See also: Aetna profit tops estimates as medical spending declines

Microphones in front of a U.S. flag, representing elections

3. Aetna is hoping the fall elections will make the public exchange situation better.

Bertolini said Aetna is already selling Medicare Advantage coverage through nine private exchanges and plans to start its own Medicare Advantage plan private exchange, with help from its bswift unit, to respond to the possibility that federal funding changes could shake up the market for employer-sponsored group Medicare Advantage plans and cause the sponsors to send enrollees out to buy individual coverage.

Bertolini also said the business value to Aetna of the public exchange system has, up till now, far outweighed any losses the company might have suffered on exchange plans during the first two years of program operations.

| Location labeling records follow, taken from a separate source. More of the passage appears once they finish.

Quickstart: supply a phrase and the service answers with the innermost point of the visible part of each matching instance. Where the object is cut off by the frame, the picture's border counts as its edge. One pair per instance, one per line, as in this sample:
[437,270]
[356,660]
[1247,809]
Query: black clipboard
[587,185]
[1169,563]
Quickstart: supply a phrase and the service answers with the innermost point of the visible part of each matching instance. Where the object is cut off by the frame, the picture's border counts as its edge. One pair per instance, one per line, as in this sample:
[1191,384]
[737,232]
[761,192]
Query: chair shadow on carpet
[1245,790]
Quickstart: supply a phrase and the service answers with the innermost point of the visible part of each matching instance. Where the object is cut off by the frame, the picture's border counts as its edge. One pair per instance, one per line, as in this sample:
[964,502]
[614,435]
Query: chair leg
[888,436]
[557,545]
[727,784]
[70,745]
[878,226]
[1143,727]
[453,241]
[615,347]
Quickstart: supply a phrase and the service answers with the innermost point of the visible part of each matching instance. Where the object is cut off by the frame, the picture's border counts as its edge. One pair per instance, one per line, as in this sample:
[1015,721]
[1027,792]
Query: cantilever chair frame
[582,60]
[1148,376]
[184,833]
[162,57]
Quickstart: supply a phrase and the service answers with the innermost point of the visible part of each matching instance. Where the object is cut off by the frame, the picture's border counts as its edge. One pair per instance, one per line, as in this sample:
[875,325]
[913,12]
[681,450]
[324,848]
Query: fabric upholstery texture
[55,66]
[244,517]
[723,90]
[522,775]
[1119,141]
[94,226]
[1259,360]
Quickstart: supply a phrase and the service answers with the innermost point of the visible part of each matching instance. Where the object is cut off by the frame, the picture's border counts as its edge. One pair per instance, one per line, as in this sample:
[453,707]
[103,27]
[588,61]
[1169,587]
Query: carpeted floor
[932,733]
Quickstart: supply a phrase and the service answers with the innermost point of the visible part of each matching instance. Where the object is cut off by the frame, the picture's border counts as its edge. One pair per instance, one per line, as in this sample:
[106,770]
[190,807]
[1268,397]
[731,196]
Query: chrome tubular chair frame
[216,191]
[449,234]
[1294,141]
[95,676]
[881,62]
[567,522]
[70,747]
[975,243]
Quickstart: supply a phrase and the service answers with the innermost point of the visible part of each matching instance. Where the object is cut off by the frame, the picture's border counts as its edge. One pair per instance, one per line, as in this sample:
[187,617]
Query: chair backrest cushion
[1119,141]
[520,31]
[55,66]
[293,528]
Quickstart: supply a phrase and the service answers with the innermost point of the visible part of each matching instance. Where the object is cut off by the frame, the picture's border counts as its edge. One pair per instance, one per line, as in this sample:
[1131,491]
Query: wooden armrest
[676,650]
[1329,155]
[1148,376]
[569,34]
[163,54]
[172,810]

“We see this as a good investment,” Bertolini said.

Acquiring the 911,000 enrollees Aetna has acquired through the PPACA exchange system would have cost the company $1.2 billion, if it had acquired those enrollees through conventional means, and simply expanding into 15 additional states it was able to enter through the exchange system would have cost the company $600 million to $750 million without the help of the exchange system, Bertolini said.

Bertolini said Aetna wants to work with policymakers to split the risk pools into more parts, develop different products for different risk pools, and, in general, make the exchange program more flexible.

Aetna is hoping to get “an administration and a Congress that will allow us to change the [exchange] product like we change Medicare every year, and the way we change Medicaid every year,” Bertolini said. “We haven’t been able to touch this product because of the politics.”